Après le dîner, Clio avait sorti une bouteille de liqueur mais son compagnon habituel de trinquerie s'était rapidement éclipsé.

- Et toi, Alhannis, tu as pris ton repas ? interrogea Albator à l'adresse de son fils à la crinière de feu.

- Oui, j'ai fait servir le repas ici. Je ne voulais pas le laisser seul !

- Algie ?

- Il n'a rien voulu avaler, soupira le jeune homme. Pourtant, il doit être complètement épuisé après avoir hurlé, pleuré, martelé les panneaux de bois.

- Doc Gaylllie m'a dit qu'elle avait passé pas mal de temps avec lui, poursuivit son père.

- Comment imaginer ce qu'Alguérande ressent ? gémit son aîné. Sa famille était tout pour lui. Et après lui avoir tout donné, Mady lui a tout repris ! Et il venait de lui sauver la vie, lui qui était le seul à pouvoir accomplir ce prodige !

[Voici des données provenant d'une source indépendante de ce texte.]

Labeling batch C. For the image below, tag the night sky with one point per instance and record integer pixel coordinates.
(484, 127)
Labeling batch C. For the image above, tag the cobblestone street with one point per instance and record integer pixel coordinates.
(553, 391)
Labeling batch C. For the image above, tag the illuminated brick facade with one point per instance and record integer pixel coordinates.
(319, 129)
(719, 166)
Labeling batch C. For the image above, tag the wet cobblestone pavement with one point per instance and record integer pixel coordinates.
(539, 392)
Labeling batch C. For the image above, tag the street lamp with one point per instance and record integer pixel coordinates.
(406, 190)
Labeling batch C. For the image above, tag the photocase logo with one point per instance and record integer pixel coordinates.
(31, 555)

- Sans l'aide de ce doppelganger d'Amarance, il aurait eu plus de mal… Mais la question n'est vraiment pas là en ce moment… Enfin, espérons que Madaryne revienne à de meilleurs sentiments d'ici quelques jours. Tu peux aller te reposer, Alhie, je prends le relais.

- Merci, papa. Prends bien soin de lui, il vient de se prendre son Deathbird et ton Arcadia sur la tête, et peut-être même en sus le Karyu de Warius !

Le grand Pirate balafré inclina positivement la tête, poussa un fauteuil pour le rapprocher du canapé où son rejeton à la chevelure fauve était recroquevillé en position fœtale, sous une fine couverture, frissonnant sans pouvoir s'arrêter semblait-il, les paupières mi-closes sur des prunelles grises désespérément vides.

- On dirait qu'en sus Gaylllie n'y a pas été de mainmorte sur les calmants… Elle devait vraiment redouter que tu te fasses du mal.

Des doigts, Albator caressa doucement les mains bandées du jeune homme qui se les était écorchées à frapper les murs autour de lui.

- Nous sommes là, mon grand, murmura-t-il. On se battra pour toi et Alveyron ! Et on tâchera d'aider Madaryne car elle doit souffrir terriblement pour avoir proféré ces paroles mûrement réfléchies.

Alguérande ne réagit pas, les larmes se remettant à couler sur ses joues. Minikun sauta sur les coussins et vint les boire.